O projeto nasceu da partilha de ideias com o fotojornalista do jornal Público Paulo Pimenta e o processo de trabalho assentou na captação de imagens dos 15 atores a viverem o quotidiano na sua cidade, recorrendo a histórias vividas em casa ou na rua, explicou Marco Paiva, referindo que também vai ser preparada uma exposição de fotografia com cerca de 60 imagens a cores e a preto e branco.
A celebrar 25 anos pelo direito à Arte à Educação, o projeto Crinabel Teatro pretende demonstrar, com este último trabalho, que é possível "reconstruir a cidade todos os dias", designadamente com o que se "gosta de fazer" e com as "relações que se desenvolvem", conta o encenador.

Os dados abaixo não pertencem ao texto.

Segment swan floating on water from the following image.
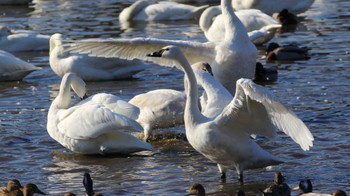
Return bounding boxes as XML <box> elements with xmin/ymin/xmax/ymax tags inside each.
<box><xmin>47</xmin><ymin>73</ymin><xmax>153</xmax><ymax>154</ymax></box>
<box><xmin>0</xmin><ymin>50</ymin><xmax>41</xmax><ymax>81</ymax></box>
<box><xmin>199</xmin><ymin>6</ymin><xmax>282</xmax><ymax>45</ymax></box>
<box><xmin>50</xmin><ymin>33</ymin><xmax>148</xmax><ymax>81</ymax></box>
<box><xmin>119</xmin><ymin>0</ymin><xmax>208</xmax><ymax>23</ymax></box>
<box><xmin>232</xmin><ymin>0</ymin><xmax>315</xmax><ymax>16</ymax></box>
<box><xmin>0</xmin><ymin>26</ymin><xmax>50</xmax><ymax>52</ymax></box>
<box><xmin>67</xmin><ymin>0</ymin><xmax>258</xmax><ymax>94</ymax></box>
<box><xmin>149</xmin><ymin>46</ymin><xmax>314</xmax><ymax>183</ymax></box>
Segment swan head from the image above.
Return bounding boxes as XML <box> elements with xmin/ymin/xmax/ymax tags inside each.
<box><xmin>83</xmin><ymin>173</ymin><xmax>94</xmax><ymax>196</ymax></box>
<box><xmin>191</xmin><ymin>62</ymin><xmax>214</xmax><ymax>76</ymax></box>
<box><xmin>294</xmin><ymin>179</ymin><xmax>312</xmax><ymax>193</ymax></box>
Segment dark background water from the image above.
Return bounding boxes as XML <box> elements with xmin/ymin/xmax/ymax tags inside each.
<box><xmin>0</xmin><ymin>0</ymin><xmax>350</xmax><ymax>195</ymax></box>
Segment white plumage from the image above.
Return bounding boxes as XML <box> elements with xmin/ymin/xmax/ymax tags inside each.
<box><xmin>146</xmin><ymin>46</ymin><xmax>314</xmax><ymax>182</ymax></box>
<box><xmin>50</xmin><ymin>33</ymin><xmax>148</xmax><ymax>81</ymax></box>
<box><xmin>68</xmin><ymin>0</ymin><xmax>258</xmax><ymax>94</ymax></box>
<box><xmin>0</xmin><ymin>50</ymin><xmax>41</xmax><ymax>81</ymax></box>
<box><xmin>47</xmin><ymin>73</ymin><xmax>153</xmax><ymax>154</ymax></box>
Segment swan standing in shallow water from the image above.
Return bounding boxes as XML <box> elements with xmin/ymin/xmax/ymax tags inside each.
<box><xmin>0</xmin><ymin>26</ymin><xmax>50</xmax><ymax>52</ymax></box>
<box><xmin>50</xmin><ymin>33</ymin><xmax>147</xmax><ymax>81</ymax></box>
<box><xmin>232</xmin><ymin>0</ymin><xmax>315</xmax><ymax>15</ymax></box>
<box><xmin>0</xmin><ymin>50</ymin><xmax>41</xmax><ymax>81</ymax></box>
<box><xmin>68</xmin><ymin>0</ymin><xmax>258</xmax><ymax>94</ymax></box>
<box><xmin>149</xmin><ymin>46</ymin><xmax>313</xmax><ymax>183</ymax></box>
<box><xmin>47</xmin><ymin>73</ymin><xmax>153</xmax><ymax>154</ymax></box>
<box><xmin>119</xmin><ymin>0</ymin><xmax>208</xmax><ymax>23</ymax></box>
<box><xmin>199</xmin><ymin>6</ymin><xmax>282</xmax><ymax>45</ymax></box>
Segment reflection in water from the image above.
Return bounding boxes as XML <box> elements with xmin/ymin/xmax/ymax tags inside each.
<box><xmin>0</xmin><ymin>0</ymin><xmax>350</xmax><ymax>195</ymax></box>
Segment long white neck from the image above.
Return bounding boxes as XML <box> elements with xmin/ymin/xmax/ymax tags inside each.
<box><xmin>221</xmin><ymin>0</ymin><xmax>248</xmax><ymax>40</ymax></box>
<box><xmin>177</xmin><ymin>55</ymin><xmax>205</xmax><ymax>126</ymax></box>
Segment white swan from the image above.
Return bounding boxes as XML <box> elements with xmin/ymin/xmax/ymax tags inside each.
<box><xmin>119</xmin><ymin>0</ymin><xmax>208</xmax><ymax>23</ymax></box>
<box><xmin>50</xmin><ymin>33</ymin><xmax>147</xmax><ymax>81</ymax></box>
<box><xmin>149</xmin><ymin>46</ymin><xmax>313</xmax><ymax>183</ymax></box>
<box><xmin>199</xmin><ymin>6</ymin><xmax>282</xmax><ymax>45</ymax></box>
<box><xmin>0</xmin><ymin>50</ymin><xmax>41</xmax><ymax>81</ymax></box>
<box><xmin>0</xmin><ymin>26</ymin><xmax>50</xmax><ymax>52</ymax></box>
<box><xmin>69</xmin><ymin>0</ymin><xmax>258</xmax><ymax>94</ymax></box>
<box><xmin>232</xmin><ymin>0</ymin><xmax>315</xmax><ymax>16</ymax></box>
<box><xmin>47</xmin><ymin>73</ymin><xmax>153</xmax><ymax>154</ymax></box>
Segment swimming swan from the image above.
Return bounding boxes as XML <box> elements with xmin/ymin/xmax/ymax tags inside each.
<box><xmin>149</xmin><ymin>46</ymin><xmax>313</xmax><ymax>183</ymax></box>
<box><xmin>119</xmin><ymin>0</ymin><xmax>208</xmax><ymax>23</ymax></box>
<box><xmin>232</xmin><ymin>0</ymin><xmax>315</xmax><ymax>16</ymax></box>
<box><xmin>50</xmin><ymin>33</ymin><xmax>147</xmax><ymax>81</ymax></box>
<box><xmin>199</xmin><ymin>6</ymin><xmax>282</xmax><ymax>45</ymax></box>
<box><xmin>67</xmin><ymin>0</ymin><xmax>258</xmax><ymax>94</ymax></box>
<box><xmin>0</xmin><ymin>26</ymin><xmax>50</xmax><ymax>52</ymax></box>
<box><xmin>47</xmin><ymin>73</ymin><xmax>153</xmax><ymax>154</ymax></box>
<box><xmin>0</xmin><ymin>50</ymin><xmax>41</xmax><ymax>81</ymax></box>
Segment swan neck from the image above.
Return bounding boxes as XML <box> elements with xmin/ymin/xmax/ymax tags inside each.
<box><xmin>221</xmin><ymin>0</ymin><xmax>248</xmax><ymax>40</ymax></box>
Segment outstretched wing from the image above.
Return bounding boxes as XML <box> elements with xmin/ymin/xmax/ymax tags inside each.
<box><xmin>67</xmin><ymin>38</ymin><xmax>215</xmax><ymax>66</ymax></box>
<box><xmin>216</xmin><ymin>79</ymin><xmax>314</xmax><ymax>150</ymax></box>
<box><xmin>57</xmin><ymin>104</ymin><xmax>142</xmax><ymax>139</ymax></box>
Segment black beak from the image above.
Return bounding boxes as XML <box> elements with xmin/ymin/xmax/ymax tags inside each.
<box><xmin>146</xmin><ymin>49</ymin><xmax>164</xmax><ymax>57</ymax></box>
<box><xmin>80</xmin><ymin>94</ymin><xmax>89</xmax><ymax>100</ymax></box>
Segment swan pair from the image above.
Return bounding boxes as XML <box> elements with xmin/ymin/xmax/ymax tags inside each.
<box><xmin>0</xmin><ymin>50</ymin><xmax>41</xmax><ymax>81</ymax></box>
<box><xmin>148</xmin><ymin>46</ymin><xmax>314</xmax><ymax>183</ymax></box>
<box><xmin>199</xmin><ymin>6</ymin><xmax>282</xmax><ymax>45</ymax></box>
<box><xmin>50</xmin><ymin>33</ymin><xmax>147</xmax><ymax>81</ymax></box>
<box><xmin>47</xmin><ymin>73</ymin><xmax>153</xmax><ymax>154</ymax></box>
<box><xmin>67</xmin><ymin>0</ymin><xmax>258</xmax><ymax>95</ymax></box>
<box><xmin>119</xmin><ymin>0</ymin><xmax>208</xmax><ymax>23</ymax></box>
<box><xmin>232</xmin><ymin>0</ymin><xmax>315</xmax><ymax>16</ymax></box>
<box><xmin>0</xmin><ymin>26</ymin><xmax>50</xmax><ymax>52</ymax></box>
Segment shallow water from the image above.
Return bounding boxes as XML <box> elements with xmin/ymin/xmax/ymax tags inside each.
<box><xmin>0</xmin><ymin>0</ymin><xmax>350</xmax><ymax>195</ymax></box>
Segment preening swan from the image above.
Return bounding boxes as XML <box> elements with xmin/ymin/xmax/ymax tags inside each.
<box><xmin>47</xmin><ymin>73</ymin><xmax>153</xmax><ymax>154</ymax></box>
<box><xmin>50</xmin><ymin>33</ymin><xmax>147</xmax><ymax>81</ymax></box>
<box><xmin>149</xmin><ymin>46</ymin><xmax>313</xmax><ymax>183</ymax></box>
<box><xmin>119</xmin><ymin>0</ymin><xmax>208</xmax><ymax>23</ymax></box>
<box><xmin>0</xmin><ymin>26</ymin><xmax>50</xmax><ymax>52</ymax></box>
<box><xmin>232</xmin><ymin>0</ymin><xmax>315</xmax><ymax>16</ymax></box>
<box><xmin>129</xmin><ymin>62</ymin><xmax>216</xmax><ymax>140</ymax></box>
<box><xmin>68</xmin><ymin>0</ymin><xmax>258</xmax><ymax>94</ymax></box>
<box><xmin>129</xmin><ymin>89</ymin><xmax>186</xmax><ymax>141</ymax></box>
<box><xmin>199</xmin><ymin>6</ymin><xmax>282</xmax><ymax>45</ymax></box>
<box><xmin>0</xmin><ymin>50</ymin><xmax>41</xmax><ymax>81</ymax></box>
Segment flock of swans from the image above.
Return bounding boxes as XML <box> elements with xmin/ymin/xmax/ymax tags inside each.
<box><xmin>0</xmin><ymin>0</ymin><xmax>314</xmax><ymax>182</ymax></box>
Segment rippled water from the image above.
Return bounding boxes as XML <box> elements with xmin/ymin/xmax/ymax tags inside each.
<box><xmin>0</xmin><ymin>0</ymin><xmax>350</xmax><ymax>195</ymax></box>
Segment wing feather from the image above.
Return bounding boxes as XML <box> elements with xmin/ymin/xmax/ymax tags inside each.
<box><xmin>217</xmin><ymin>79</ymin><xmax>314</xmax><ymax>150</ymax></box>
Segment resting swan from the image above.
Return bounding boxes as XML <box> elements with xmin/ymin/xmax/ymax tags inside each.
<box><xmin>0</xmin><ymin>26</ymin><xmax>50</xmax><ymax>52</ymax></box>
<box><xmin>199</xmin><ymin>6</ymin><xmax>282</xmax><ymax>45</ymax></box>
<box><xmin>50</xmin><ymin>33</ymin><xmax>147</xmax><ymax>81</ymax></box>
<box><xmin>47</xmin><ymin>73</ymin><xmax>153</xmax><ymax>154</ymax></box>
<box><xmin>68</xmin><ymin>0</ymin><xmax>258</xmax><ymax>94</ymax></box>
<box><xmin>119</xmin><ymin>0</ymin><xmax>208</xmax><ymax>23</ymax></box>
<box><xmin>0</xmin><ymin>50</ymin><xmax>41</xmax><ymax>81</ymax></box>
<box><xmin>232</xmin><ymin>0</ymin><xmax>315</xmax><ymax>16</ymax></box>
<box><xmin>149</xmin><ymin>46</ymin><xmax>313</xmax><ymax>183</ymax></box>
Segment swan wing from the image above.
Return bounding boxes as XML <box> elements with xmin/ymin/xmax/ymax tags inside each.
<box><xmin>57</xmin><ymin>104</ymin><xmax>142</xmax><ymax>139</ymax></box>
<box><xmin>68</xmin><ymin>38</ymin><xmax>215</xmax><ymax>66</ymax></box>
<box><xmin>217</xmin><ymin>79</ymin><xmax>314</xmax><ymax>150</ymax></box>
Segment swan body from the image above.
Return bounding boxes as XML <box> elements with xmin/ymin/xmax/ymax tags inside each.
<box><xmin>199</xmin><ymin>6</ymin><xmax>282</xmax><ymax>45</ymax></box>
<box><xmin>129</xmin><ymin>89</ymin><xmax>186</xmax><ymax>140</ymax></box>
<box><xmin>68</xmin><ymin>0</ymin><xmax>258</xmax><ymax>94</ymax></box>
<box><xmin>50</xmin><ymin>33</ymin><xmax>147</xmax><ymax>81</ymax></box>
<box><xmin>0</xmin><ymin>26</ymin><xmax>50</xmax><ymax>52</ymax></box>
<box><xmin>149</xmin><ymin>46</ymin><xmax>313</xmax><ymax>182</ymax></box>
<box><xmin>0</xmin><ymin>50</ymin><xmax>41</xmax><ymax>81</ymax></box>
<box><xmin>47</xmin><ymin>73</ymin><xmax>153</xmax><ymax>154</ymax></box>
<box><xmin>232</xmin><ymin>0</ymin><xmax>315</xmax><ymax>16</ymax></box>
<box><xmin>119</xmin><ymin>0</ymin><xmax>208</xmax><ymax>23</ymax></box>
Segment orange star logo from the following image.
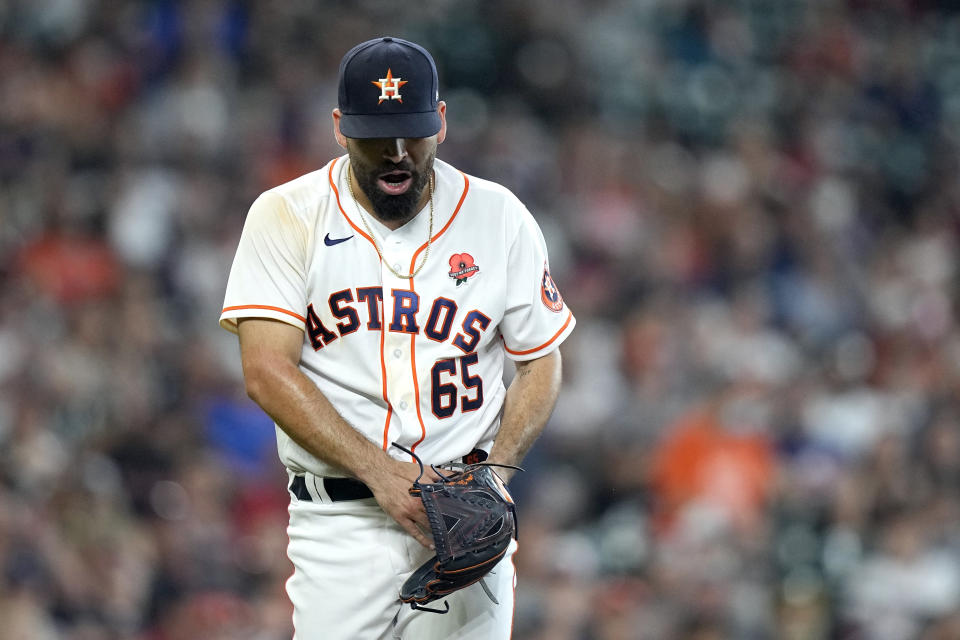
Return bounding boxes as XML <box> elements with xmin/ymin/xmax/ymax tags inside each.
<box><xmin>371</xmin><ymin>69</ymin><xmax>408</xmax><ymax>104</ymax></box>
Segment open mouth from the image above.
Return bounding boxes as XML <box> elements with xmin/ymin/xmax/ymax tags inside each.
<box><xmin>377</xmin><ymin>170</ymin><xmax>413</xmax><ymax>196</ymax></box>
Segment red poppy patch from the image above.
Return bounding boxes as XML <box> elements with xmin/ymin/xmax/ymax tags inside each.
<box><xmin>447</xmin><ymin>253</ymin><xmax>480</xmax><ymax>287</ymax></box>
<box><xmin>540</xmin><ymin>264</ymin><xmax>563</xmax><ymax>313</ymax></box>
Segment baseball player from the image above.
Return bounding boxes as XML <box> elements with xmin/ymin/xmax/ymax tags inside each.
<box><xmin>220</xmin><ymin>37</ymin><xmax>575</xmax><ymax>640</ymax></box>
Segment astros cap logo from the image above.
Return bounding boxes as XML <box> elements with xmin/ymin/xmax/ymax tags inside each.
<box><xmin>371</xmin><ymin>69</ymin><xmax>407</xmax><ymax>104</ymax></box>
<box><xmin>338</xmin><ymin>36</ymin><xmax>443</xmax><ymax>139</ymax></box>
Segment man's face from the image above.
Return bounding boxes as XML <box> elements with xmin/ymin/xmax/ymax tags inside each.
<box><xmin>347</xmin><ymin>136</ymin><xmax>437</xmax><ymax>222</ymax></box>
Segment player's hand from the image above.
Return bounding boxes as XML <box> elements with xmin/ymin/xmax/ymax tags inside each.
<box><xmin>366</xmin><ymin>458</ymin><xmax>440</xmax><ymax>549</ymax></box>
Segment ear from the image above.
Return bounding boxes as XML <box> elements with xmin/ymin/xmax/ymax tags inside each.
<box><xmin>437</xmin><ymin>100</ymin><xmax>447</xmax><ymax>144</ymax></box>
<box><xmin>331</xmin><ymin>109</ymin><xmax>347</xmax><ymax>149</ymax></box>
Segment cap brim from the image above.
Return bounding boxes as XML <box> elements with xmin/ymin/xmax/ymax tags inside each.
<box><xmin>340</xmin><ymin>111</ymin><xmax>440</xmax><ymax>138</ymax></box>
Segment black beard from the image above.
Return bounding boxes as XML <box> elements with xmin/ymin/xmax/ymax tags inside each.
<box><xmin>350</xmin><ymin>154</ymin><xmax>436</xmax><ymax>222</ymax></box>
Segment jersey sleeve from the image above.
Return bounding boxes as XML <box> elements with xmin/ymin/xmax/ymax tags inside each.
<box><xmin>220</xmin><ymin>191</ymin><xmax>307</xmax><ymax>333</ymax></box>
<box><xmin>500</xmin><ymin>202</ymin><xmax>576</xmax><ymax>360</ymax></box>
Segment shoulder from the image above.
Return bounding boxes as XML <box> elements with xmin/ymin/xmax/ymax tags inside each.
<box><xmin>257</xmin><ymin>158</ymin><xmax>340</xmax><ymax>222</ymax></box>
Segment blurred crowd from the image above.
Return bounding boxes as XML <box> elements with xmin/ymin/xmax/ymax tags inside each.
<box><xmin>0</xmin><ymin>0</ymin><xmax>960</xmax><ymax>640</ymax></box>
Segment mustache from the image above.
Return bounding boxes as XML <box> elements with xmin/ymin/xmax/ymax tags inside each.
<box><xmin>375</xmin><ymin>160</ymin><xmax>417</xmax><ymax>175</ymax></box>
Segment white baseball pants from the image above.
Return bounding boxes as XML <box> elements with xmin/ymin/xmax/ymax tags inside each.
<box><xmin>287</xmin><ymin>470</ymin><xmax>516</xmax><ymax>640</ymax></box>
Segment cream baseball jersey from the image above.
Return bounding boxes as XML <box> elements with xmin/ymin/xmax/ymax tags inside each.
<box><xmin>220</xmin><ymin>156</ymin><xmax>576</xmax><ymax>475</ymax></box>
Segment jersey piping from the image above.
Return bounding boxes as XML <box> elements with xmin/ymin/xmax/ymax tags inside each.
<box><xmin>327</xmin><ymin>156</ymin><xmax>470</xmax><ymax>451</ymax></box>
<box><xmin>410</xmin><ymin>171</ymin><xmax>470</xmax><ymax>451</ymax></box>
<box><xmin>220</xmin><ymin>304</ymin><xmax>307</xmax><ymax>324</ymax></box>
<box><xmin>503</xmin><ymin>309</ymin><xmax>573</xmax><ymax>356</ymax></box>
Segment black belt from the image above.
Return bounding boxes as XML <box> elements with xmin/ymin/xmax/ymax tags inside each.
<box><xmin>290</xmin><ymin>449</ymin><xmax>487</xmax><ymax>502</ymax></box>
<box><xmin>290</xmin><ymin>476</ymin><xmax>373</xmax><ymax>502</ymax></box>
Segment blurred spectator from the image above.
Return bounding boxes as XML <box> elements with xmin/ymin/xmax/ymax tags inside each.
<box><xmin>0</xmin><ymin>0</ymin><xmax>960</xmax><ymax>640</ymax></box>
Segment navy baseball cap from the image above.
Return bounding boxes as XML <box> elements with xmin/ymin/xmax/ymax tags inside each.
<box><xmin>339</xmin><ymin>38</ymin><xmax>440</xmax><ymax>138</ymax></box>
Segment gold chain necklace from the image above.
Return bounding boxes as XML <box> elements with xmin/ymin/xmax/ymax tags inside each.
<box><xmin>347</xmin><ymin>164</ymin><xmax>433</xmax><ymax>280</ymax></box>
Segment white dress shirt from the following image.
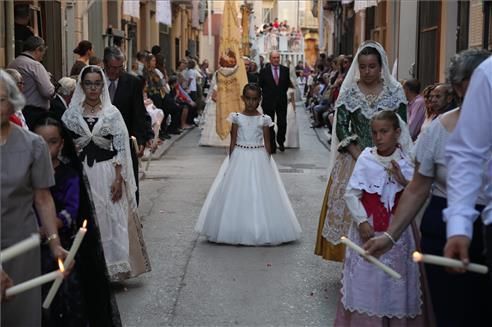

"Repensar o espaço físico que ocupamos, repensar as relações, repensar os caminhos do dia a dia, repensar o nosso teatro (...), repensar os poderes, repensar os nossos deveres e direitos enquanto indivíduos de um coletivo, repensar a situação de quem partiu e de quem não quer voltar, repensar a estrutura de uma cidade que é todo o mundo, todos os homens, todas as posições perante o outro e perante nós próprios", acrescenta Marco Paiva.
Depois de se estrear no Porto, a peça "Reconstruir -- ou o dilema da cidade perfeita" segue viagem para Lisboa, para o Teatro da Comuna, onde vai ser apresentada de 24 de novembro a 04 de dezembro.
O espetáculo é para maiores de 12 anos e os bilhetes vão ter um custo de 7,5 euros.